Er soll aufzeigen, wie sich die Sterbe- und Beerdigungskultur im Laufe der Zeit im Ortsteil Weiher gewandelt hat.

Hier ihr Bericht:

„Viele aus unserer älteren Weiherer Leserschaft erinnern sich noch sicher an die Krankenschwestern Protasia oder an Schwester Bertilla (siehe Foto), ihre Nachfolgerin ab Oktober 1982, Franziskanerinnen vom Göttlichen Herzen Jesu in Gegenbach. Zu jeder Tages- und Nachtzeit fuhren Schwester Protasia mit ihrem grünen Herkules-Mofa oder Schwester Bertilla mit dem Fahrrad bei jedem Wetter zu den Kranken und Sterbenden. Durch ihren tiefen Glauben haben sie nicht nur Hilfe in der Pflege und in der Sterbebegleitung gegeben, sondern auch geistlichen Beistand geleistet. Meistens hat es die Krankenschwester zuerst erkannt, wenn es an der Zeit war, den Priester zu den Sterbenden zu rufen. Die Krankenschwestern verbrachten oft den ganzen Tag oder die ganze Nacht bei den Sterbenden.
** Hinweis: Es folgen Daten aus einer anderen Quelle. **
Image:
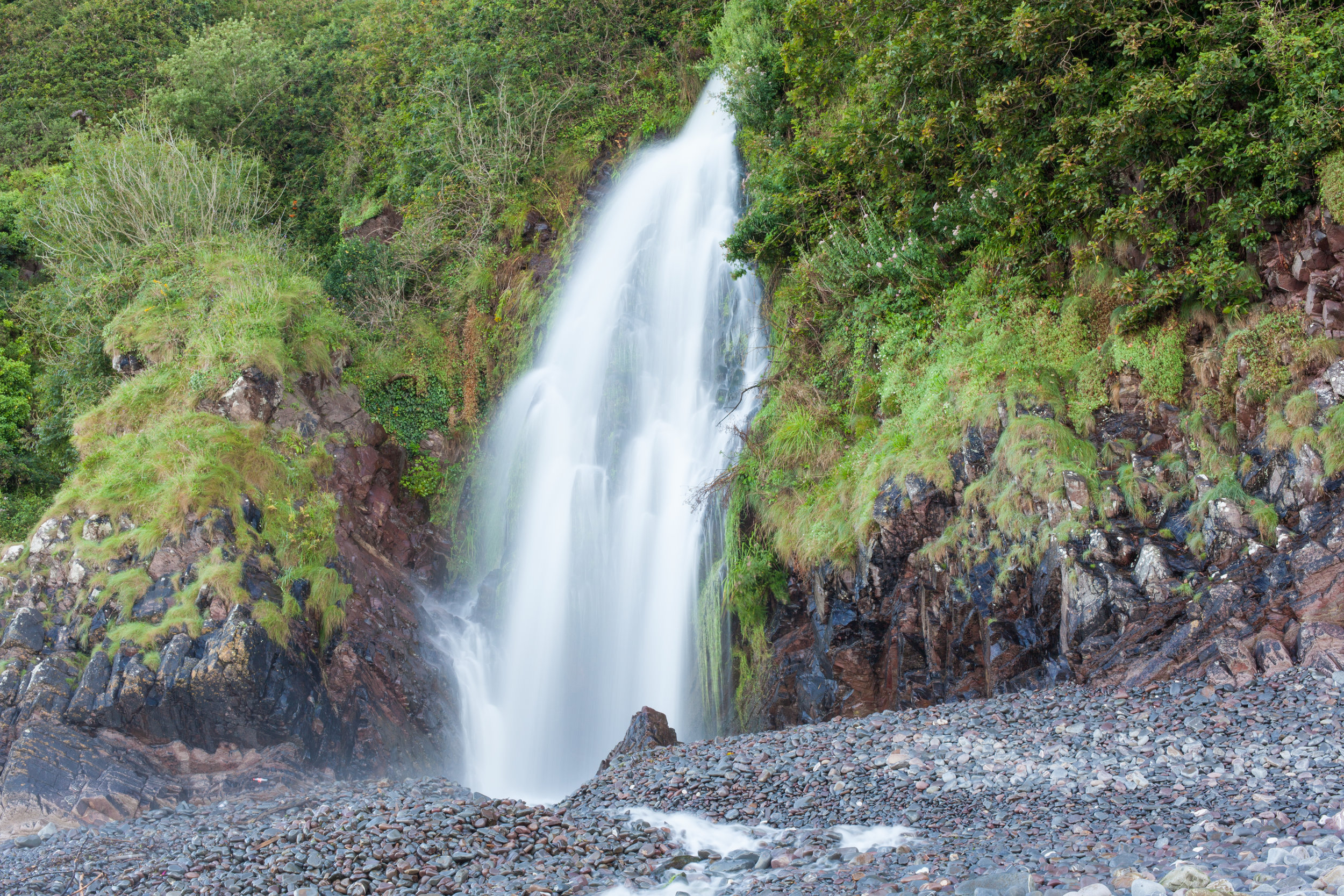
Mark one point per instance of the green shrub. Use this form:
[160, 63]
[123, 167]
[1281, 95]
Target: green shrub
[226, 84]
[146, 186]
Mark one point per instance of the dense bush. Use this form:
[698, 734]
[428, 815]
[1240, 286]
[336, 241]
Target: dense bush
[146, 186]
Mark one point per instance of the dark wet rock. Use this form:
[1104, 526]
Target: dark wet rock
[26, 630]
[648, 728]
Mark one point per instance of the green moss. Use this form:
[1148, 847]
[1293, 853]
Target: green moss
[1329, 173]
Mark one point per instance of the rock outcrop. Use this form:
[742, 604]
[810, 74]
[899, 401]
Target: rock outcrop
[95, 730]
[1162, 572]
[648, 728]
[1124, 606]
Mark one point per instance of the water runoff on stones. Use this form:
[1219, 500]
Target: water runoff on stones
[597, 575]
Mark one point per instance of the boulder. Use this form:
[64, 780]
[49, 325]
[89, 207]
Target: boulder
[252, 399]
[1226, 531]
[1320, 645]
[10, 680]
[1151, 566]
[1238, 661]
[47, 691]
[1084, 605]
[93, 683]
[1270, 656]
[648, 728]
[26, 630]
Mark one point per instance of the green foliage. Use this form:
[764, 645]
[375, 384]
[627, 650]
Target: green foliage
[1167, 133]
[359, 270]
[58, 57]
[1157, 354]
[408, 413]
[229, 78]
[423, 477]
[1331, 174]
[146, 186]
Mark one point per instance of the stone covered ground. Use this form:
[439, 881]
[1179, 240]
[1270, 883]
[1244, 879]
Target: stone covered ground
[1065, 790]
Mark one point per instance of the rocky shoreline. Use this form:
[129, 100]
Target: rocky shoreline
[1062, 790]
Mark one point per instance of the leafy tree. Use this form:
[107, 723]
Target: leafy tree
[229, 84]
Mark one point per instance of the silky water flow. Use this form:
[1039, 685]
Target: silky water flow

Als im Mai 2001 die Schwesternstation in Weiher geschlossen wurde, sagten viele Bewohner von Weiher, dass sie nun Angst vor ihrer Sterbestunde hätten, weil es den Beistand der Schwestern nicht mehr gab.

Pfarrer Lienhard, der von Juni 1885 bis Juli 1896 in Weiher war, schrieb 1896 in seinen Aufzeichnungen: „Bei einem Versehgang kommen die Leute aus der Nachbarschaft des Kranken ins Krankenhaus, um an der Versehung teilzunehmen und auch um den Kranken zu besuchen“.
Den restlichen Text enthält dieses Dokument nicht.